The testimony of Evangeline M. Torres likewise fails to prove the required possession under the law. While Evangeline was already 15 years old in 1945, her testimony reflected that it was Artemio Torres and Company, Incorporated which owned the land and not Artemio Torres. She could not recall when the property was transferred from her father, Artemio Torres, to the family corporation. Evangeline also could not recall how the land was allegedly transferred from her father to her brother, Reynaldo Torres, and what happened to the property afterwards. 20

Rosita Torres Caldo's testimony also does not prove that Artemio Torres' possession over the property was open, continuous, exclusive and notorious. While she claimed that Artemio Torres' possession started prior to 1945, her testimony failed to show that it was Artemio Torres who solely exercised possession and not the family corporation. More, the existence of plants and fruit-bearing trees on the property, without any evidence that it was Artemio Torres who planted them, that actual cultivation or harvesting was made and that other acts of occupation and ownership were undertaken, does not constitute well-nigh incontrovertible evidence of actual possession and occupation. 21

Similarly, the tax declarations are insufficient to prove possession. Despite a claim of possession and occupation for more than 61 years, petitioner submitted tax declarations covering the land (and portions thereof) for only 21 years: 1955, 1957-1961, 1965, 1968, 1969, 1973, 1974, 1976, 1981, 1990, 1991, 1995-1997, 2000, 2005 and 2006. 22 This type of intermittent and sporadic assertion of alleged ownership does not prove open, continuous, exclusive and notorious possession and occupation. In any event, in the absence of other competent evidence, tax declarations do not conclusively establish either possession or declarant's right to registration of title. 23

WHEREFORE, the petition is DENIED. The Decision dated November 20, 2009 of the Court of Appeals in CA-G.R. CV No. 91884 is AFFIRMED.

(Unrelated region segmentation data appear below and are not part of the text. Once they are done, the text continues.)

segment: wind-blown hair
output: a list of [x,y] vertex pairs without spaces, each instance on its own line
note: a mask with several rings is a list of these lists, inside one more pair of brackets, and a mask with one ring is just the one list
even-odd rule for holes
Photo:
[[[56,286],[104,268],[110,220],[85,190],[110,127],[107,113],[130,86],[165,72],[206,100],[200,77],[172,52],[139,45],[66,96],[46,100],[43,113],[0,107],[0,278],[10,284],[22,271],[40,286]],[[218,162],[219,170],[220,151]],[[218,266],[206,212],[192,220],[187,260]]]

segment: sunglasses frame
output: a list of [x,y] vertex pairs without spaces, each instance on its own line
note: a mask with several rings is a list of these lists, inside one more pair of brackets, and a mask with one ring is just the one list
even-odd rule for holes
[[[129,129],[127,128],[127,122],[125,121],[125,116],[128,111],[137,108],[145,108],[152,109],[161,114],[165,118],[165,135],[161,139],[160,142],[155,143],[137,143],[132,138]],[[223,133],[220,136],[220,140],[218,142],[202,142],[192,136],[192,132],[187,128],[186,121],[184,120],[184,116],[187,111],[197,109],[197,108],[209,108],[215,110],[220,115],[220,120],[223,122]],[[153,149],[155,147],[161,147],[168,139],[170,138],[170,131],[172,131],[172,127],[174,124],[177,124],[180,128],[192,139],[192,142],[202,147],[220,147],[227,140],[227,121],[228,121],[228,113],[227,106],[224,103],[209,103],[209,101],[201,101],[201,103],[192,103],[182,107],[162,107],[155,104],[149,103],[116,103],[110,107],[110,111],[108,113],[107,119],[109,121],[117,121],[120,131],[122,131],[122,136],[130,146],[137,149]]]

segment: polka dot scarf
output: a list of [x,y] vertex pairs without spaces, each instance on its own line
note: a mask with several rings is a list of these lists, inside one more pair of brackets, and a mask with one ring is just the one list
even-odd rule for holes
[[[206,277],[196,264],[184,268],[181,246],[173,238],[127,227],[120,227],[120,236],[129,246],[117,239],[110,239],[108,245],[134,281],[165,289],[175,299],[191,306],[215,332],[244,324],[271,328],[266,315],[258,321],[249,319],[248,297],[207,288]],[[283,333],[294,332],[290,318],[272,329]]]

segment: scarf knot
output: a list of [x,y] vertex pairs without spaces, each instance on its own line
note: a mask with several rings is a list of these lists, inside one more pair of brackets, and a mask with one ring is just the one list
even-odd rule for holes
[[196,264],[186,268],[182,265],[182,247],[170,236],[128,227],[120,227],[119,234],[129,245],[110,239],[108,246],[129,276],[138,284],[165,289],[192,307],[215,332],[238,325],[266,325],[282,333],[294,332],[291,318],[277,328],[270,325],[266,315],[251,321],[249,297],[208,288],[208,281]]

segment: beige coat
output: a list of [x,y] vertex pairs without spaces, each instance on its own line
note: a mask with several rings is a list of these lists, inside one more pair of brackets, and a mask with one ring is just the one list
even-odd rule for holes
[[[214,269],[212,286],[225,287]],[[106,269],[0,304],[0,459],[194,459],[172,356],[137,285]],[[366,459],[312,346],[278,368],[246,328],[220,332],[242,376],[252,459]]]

SO ORDERED." Carandang, J., on official leave.

Very truly yours,

(SGD.) LIBRADA C. BUENADivision Clerk of Court

 

Footnotes

1.Rollo, pp. 25-35; penned by Associate Justice Magdangal M. De Leon (now retired) concurred in by Associate Justices Jose C. Reyes, Jr. (now a member of the Court) and Ricardo R. Rosario (Special Third Division).

2. Records, pp. 1-2, 38-41.

3.Id. at 7.

4.Id. at 1, 5-6, 39.

5.Id. at 23.

6.Rollo, p. 27.

7.Id. at 37-40.

8. Amending and Codifying the Laws Relative to Registration of Property and for Other Purposes.

9.Id. at 40.

10. CA rollo, pp. 27-39.

11.Supra note 1.

12.Rollo, pp. 8-23.

13.Espiritu, Jr. v. Republic, G.R. No. 219070, June 21, 2017, 828 SCRA 77, 88.

14. Records, pp. 173-174.

15. G.R. No. 154953, June 26, 2008, 555 SCRA 477.

16.Id. at 489.

17.Republic v. Bautista, G.R. No. 211664, November 12, 2018.

18.Id.

19.Republic v. East Silverlane Realty Development Corporation, G.R. No. 186961, February 20, 2012, 666 SCRA 401, 419, citing Republic v. Alconaba, G.R. No. 155012, April 14, 2004, 427 SCRA 611.

20. Transcript of the Stenographic Notes, September 8, 2004, pp. 5-8.

21. See Republic v. East Silverlane Realty Development Corporation, supra note 19. See also Republic v. Metro Index Realty and Development Corporation, G.R. No. 198585, July 2, 2012, 675 SCRA 439.

22. Records, pp. 178-212.

23.Wee v. Republic, G.R. No. 177384, December 8, 2009, 608 SCRA 72, 83.